As usual Maureen, you get the mood precisely correct! I'm guessing your family must have benefitted enormously from your acute sensitivity to place, time, emotion and reflection. And of course, Robert Frost's poem is deeply affecting :) My very best wishes, and I must say I found your commentary on my Amish porfolio and others hugely encouraging. You are some Laydeee :-). Anthony
Which so reminds of.... The Road Not Taken Robert Frost
Two roads diverged in a yellow wood, And sorry I could not travel both And be one traveler, long I stood And looked down one as far as I could To where it bent in the undergrowth;
Then took the other, as just as fair And having perhaps the better claim, Because it was grassy and wanted wear; Though as for that, the passing there Had worn them really about the same,
And both that morning equally lay In leaves no step had trodden black Oh, I kept the first for another day! Yet knowing how way leads on to way, I doubted if I should ever come back.

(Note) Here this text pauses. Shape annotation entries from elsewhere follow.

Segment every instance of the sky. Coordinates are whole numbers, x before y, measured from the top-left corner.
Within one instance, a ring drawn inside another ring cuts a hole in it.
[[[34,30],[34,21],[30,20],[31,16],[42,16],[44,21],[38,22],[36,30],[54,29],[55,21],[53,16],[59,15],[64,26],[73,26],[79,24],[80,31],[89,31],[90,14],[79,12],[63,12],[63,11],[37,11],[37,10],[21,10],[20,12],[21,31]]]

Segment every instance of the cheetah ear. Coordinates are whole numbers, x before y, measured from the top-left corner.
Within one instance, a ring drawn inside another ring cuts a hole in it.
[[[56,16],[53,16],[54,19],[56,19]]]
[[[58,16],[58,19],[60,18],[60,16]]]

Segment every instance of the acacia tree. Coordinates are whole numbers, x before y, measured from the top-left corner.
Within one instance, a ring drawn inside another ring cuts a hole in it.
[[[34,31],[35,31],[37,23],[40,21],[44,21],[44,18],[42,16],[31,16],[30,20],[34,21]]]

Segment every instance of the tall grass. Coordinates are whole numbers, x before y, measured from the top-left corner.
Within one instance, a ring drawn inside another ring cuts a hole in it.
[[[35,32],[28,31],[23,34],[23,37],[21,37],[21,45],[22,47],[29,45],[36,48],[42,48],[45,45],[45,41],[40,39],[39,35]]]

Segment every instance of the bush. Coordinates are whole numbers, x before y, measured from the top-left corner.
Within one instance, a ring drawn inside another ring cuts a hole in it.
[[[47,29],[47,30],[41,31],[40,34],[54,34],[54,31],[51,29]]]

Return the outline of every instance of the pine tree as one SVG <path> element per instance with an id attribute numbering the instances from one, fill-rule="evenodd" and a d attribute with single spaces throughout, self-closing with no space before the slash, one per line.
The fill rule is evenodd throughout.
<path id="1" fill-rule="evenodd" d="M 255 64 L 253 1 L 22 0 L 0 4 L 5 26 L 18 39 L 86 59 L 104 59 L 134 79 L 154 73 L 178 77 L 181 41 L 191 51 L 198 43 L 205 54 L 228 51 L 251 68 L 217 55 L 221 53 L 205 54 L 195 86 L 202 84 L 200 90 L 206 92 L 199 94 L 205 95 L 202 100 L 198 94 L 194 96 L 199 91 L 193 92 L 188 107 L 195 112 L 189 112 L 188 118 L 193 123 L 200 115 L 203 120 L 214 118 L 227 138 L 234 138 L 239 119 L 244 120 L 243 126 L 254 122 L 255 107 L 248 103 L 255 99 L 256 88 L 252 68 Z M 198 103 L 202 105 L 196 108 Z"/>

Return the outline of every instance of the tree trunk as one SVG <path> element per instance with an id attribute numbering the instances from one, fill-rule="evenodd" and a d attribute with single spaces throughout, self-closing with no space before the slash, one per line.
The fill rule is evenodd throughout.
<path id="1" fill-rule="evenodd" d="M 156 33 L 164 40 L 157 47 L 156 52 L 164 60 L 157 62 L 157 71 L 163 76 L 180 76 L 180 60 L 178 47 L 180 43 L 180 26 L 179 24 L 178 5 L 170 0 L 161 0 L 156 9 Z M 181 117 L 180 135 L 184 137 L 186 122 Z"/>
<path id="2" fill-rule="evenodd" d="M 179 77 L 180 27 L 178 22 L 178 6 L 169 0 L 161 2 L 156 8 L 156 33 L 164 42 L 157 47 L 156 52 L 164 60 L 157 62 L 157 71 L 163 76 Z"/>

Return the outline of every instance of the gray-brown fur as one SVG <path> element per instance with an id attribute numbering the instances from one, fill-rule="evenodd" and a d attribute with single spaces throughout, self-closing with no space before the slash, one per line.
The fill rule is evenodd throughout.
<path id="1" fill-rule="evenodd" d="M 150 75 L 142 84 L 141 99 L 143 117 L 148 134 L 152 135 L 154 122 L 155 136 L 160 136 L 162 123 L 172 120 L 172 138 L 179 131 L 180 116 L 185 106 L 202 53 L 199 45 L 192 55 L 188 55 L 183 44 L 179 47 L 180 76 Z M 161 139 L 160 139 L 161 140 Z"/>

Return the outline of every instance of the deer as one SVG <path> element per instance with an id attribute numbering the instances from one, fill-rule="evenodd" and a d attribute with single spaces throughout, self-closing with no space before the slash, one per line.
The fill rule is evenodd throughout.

I shall be telling this with a sigh Somewhere ages and ages hence: Two roads diverged in a wood, and I -- I took the one less traveled by, And that has made all the difference.
Great colors in this one, well saturated, but not oversaturated. The boy seems dwarfed by the huge chunks of land as if they are seen at different scales, which knowing the subject makes a good point: who belongs to whom.